Graph Neural Networks for Likelihood-Free Inference in Diversification Models
Abstract
A common approach to infer the processes that gave rise to past speciation and extinction rates across taxa, space and time is to formulate hypotheses in the form of probabilistic diversification models and estimate their parameters from extant phylogenies using Maximum Likelihood or Bayesian inference. A drawback of this approach is that likelihoods can easily become computationally intractable, limiting our ability to extend current diversification models with new hypothesized mechanisms. Neural networks have been proposed as a likelihood-free alternative for parameter inference of stochastic models, but so far there is little experience in using this method for diversification models, and the quality of the results is likely to depend on finding the right network architecture and data representation. As phylogenies are essentially graphs, graph neural networks (GNNs) appear to be the most natural architecture but previous results on their performance are conflicting, with some studies reporting poor accuracy of GNNs in practice. Here, we show that this underperformance was likely caused by optimization issues and inappropriate pooling operations that flatten the information along the phylogeny and make it harder to extract relevant information about the diversification parameters.
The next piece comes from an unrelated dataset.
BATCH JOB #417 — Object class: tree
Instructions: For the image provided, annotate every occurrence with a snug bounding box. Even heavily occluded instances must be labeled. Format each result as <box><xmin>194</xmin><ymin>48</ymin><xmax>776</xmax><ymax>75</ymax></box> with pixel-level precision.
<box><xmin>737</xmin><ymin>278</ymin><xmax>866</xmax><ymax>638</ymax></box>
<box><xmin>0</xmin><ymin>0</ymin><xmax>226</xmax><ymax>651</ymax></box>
When equipped with PhyloPool, a new time-informed pooling procedure, GNNs show similar or better performance compared to all other architectures and data representations (including Maximum Likelihood Estimation) that we tested for two common diversification models, the Constant Rate Birth-Death and the Binary State Speciation and Extinction. We conclude that GNNs could serve as a generic tool for estimating diversification parameters of complex diversification models with intractable likelihoods.